Merkez Ban­kası Başkanı Kavcıoğlu’nun, “Dezenflasyo­nist sürecin başlayacağını öngördüğü­müz için faizde değişik­liğe gitmedik” demesi daha önceki açıklamalarına ters değil mi?

Yani yüksek enflasyon­dan düşük enflasyona geçiş bekliyor kendisi... Faizler enflasyonun sebebi değil miydi? Daha da indir­seydi! Kim tuttu elini?

★★★

Ekonomi aynı zaman­da psikolojidir... Merkez Bankası Başkanı’nın “liralılaşma” söylemle­rini ciddiye alan kaldı mı? Kimse tarafından güven duyulmayınca uzun uzun konuşmasa boşuna...

Çıkıp kendi dedi enflas­yonda kalıcı düşüş baş­layınca faizler indirilecek diye... Gelen baskı üzeri­ne “Bu faizi sevip de kavuşamayanlar için indiriyorum” gibi çekir­deği doldurmayacak baha­neler ile faiz düşürüldü. O günden beri toparlayamadı kendini ekonomi...

★★★

Bu saatten sonra fa­izlerin düşmesi ve hatta artırılması orta, uzun vadede önemsiz... Çünkü ülkede artık öngörülebilir bir ekonomi yönetimi yok. İktidar sihirli değnek arayışında... O da ancak masallarda...

Saraydan izin almadan sanki bir şey yapabile­cekmiş gibi konuşmuyor mu... Tat vermiyor artık artistliği... Enflasyonun ne olacağını göreceğiz zaten pazartesi... Minimum aylık yüzde 9 yükselişle açılacak kapı...

★★★

Sizce hangisi daha kötü? Başkan’ın kendi söyle­diklerine inanması mı? Yoksa kendi söylediklerine inanmasa bile arkasında olması mı?

Merkez Bankaları “ba­ğımsız” olmalı ki siyasete hizmet etmesin... Ülke bu duruma düşmesin... Ba­ğımsızlık en temelde para­nın değerini siyasal iktidar­ların kısa vadeli çıkarları ve keyfi uygulamalarına feda etmemek için istenir.

★★★

Önümüzdeki seçime dönük, son kez koltukta oturma amacıyla yöne­tiliyor ülke... Sadece bu durumu gözlemleyen bile güçler ayrılığı ilkesinin, bağımsız kurumların neden önemli olduğunu iliklerine kadar hisseder.

Ülkenin para politikasını yöneten kurumun başkanı pazarlama elamanı gibi “Sahaya inin, camile­re gidin ve “Yuvam” hesabını anlatın. Döviz gelmesini sağlayın” diye talimat bile verdi. Hedef kitlenin camilere giden­ler olması enteresan değil mi? Sanki oraları satış merkezi!

★★★

Türk Lirası kontrollü bir biçimde değer yitirince ihracat artacak, ithalat azalacak, cari açık kapana­caktı...

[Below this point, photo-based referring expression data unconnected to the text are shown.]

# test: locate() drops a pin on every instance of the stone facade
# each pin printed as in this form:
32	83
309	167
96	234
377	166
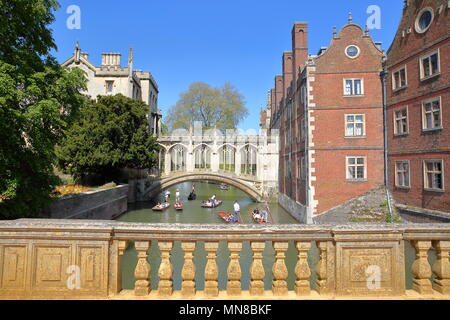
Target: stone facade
66	259
418	94
111	78
328	108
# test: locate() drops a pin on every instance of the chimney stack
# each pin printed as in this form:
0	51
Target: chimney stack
288	65
111	59
299	46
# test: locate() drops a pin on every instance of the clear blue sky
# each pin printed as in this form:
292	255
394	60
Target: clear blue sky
239	41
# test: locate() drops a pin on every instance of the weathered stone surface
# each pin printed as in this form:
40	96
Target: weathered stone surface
98	205
39	259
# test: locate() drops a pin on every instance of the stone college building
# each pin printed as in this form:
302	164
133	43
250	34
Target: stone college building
111	78
353	119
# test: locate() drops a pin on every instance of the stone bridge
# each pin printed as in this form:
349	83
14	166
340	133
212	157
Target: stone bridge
247	162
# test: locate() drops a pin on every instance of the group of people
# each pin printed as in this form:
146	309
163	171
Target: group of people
177	196
257	215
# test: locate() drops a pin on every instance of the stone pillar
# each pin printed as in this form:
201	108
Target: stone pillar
237	161
234	269
142	271
280	272
117	251
167	162
302	270
215	159
165	287
188	271
211	270
190	158
441	267
322	268
421	269
257	269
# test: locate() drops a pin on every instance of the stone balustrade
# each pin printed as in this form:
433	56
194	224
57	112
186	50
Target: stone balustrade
62	259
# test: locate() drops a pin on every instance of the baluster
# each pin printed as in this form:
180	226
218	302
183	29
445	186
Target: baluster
441	267
257	269
188	271
322	267
211	270
142	272
421	269
234	269
117	250
280	272
165	272
302	270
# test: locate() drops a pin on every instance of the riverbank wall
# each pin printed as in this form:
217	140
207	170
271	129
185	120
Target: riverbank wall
97	205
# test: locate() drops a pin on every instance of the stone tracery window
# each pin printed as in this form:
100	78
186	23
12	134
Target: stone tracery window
202	157
178	158
249	160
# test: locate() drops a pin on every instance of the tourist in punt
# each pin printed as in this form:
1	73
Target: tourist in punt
237	211
167	196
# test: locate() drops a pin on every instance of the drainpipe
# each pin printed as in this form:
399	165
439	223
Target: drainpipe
383	76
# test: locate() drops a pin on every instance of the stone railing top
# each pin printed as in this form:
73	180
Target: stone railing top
146	231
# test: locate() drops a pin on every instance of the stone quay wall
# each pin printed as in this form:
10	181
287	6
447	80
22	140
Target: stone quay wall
82	259
298	211
100	205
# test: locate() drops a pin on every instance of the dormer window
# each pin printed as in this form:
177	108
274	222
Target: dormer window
424	20
352	52
399	79
109	87
353	87
430	66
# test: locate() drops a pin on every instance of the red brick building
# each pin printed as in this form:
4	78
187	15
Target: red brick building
330	118
418	94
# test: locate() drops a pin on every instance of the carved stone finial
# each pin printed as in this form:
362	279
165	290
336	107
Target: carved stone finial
77	52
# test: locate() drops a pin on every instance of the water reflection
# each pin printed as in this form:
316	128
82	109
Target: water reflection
193	213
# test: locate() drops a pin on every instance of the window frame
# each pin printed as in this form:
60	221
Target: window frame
424	119
363	122
426	187
353	87
417	21
351	179
303	168
397	185
396	132
353	45
422	69
107	82
394	83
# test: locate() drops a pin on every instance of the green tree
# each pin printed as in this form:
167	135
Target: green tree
222	107
38	101
110	135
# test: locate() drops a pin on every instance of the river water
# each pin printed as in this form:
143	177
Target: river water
194	214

Faizlerin indirilmesiy­le birlikte ise yatırımlar artacak, en büyük sorun işsizlikte ilerleme kaydedi­lecekti. Keşke her şey bu kadar basit olsaydı...

★★★

Problem artık tek başına ne faiz, ne döviz, ne enf­lasyon, ne hazine yöneti­mi, ne maliye, ne ekonomi yönetimi... Sorun hepsi ve hiçbiri...

Bu sorunlardan kaçabilir­siniz ama saklanamazsınız. Eninde sonunda karşınıza çıkınca da sıvışamazsınız.

İşin fena tarafı, Merkez Bankası faizinin seviyesi sana bana mantıksız geli­yor ama sorsan bazılarına ölümüne savunurlar! Oysa biraz etraflarına tarafsızca baksalar, anlarlar.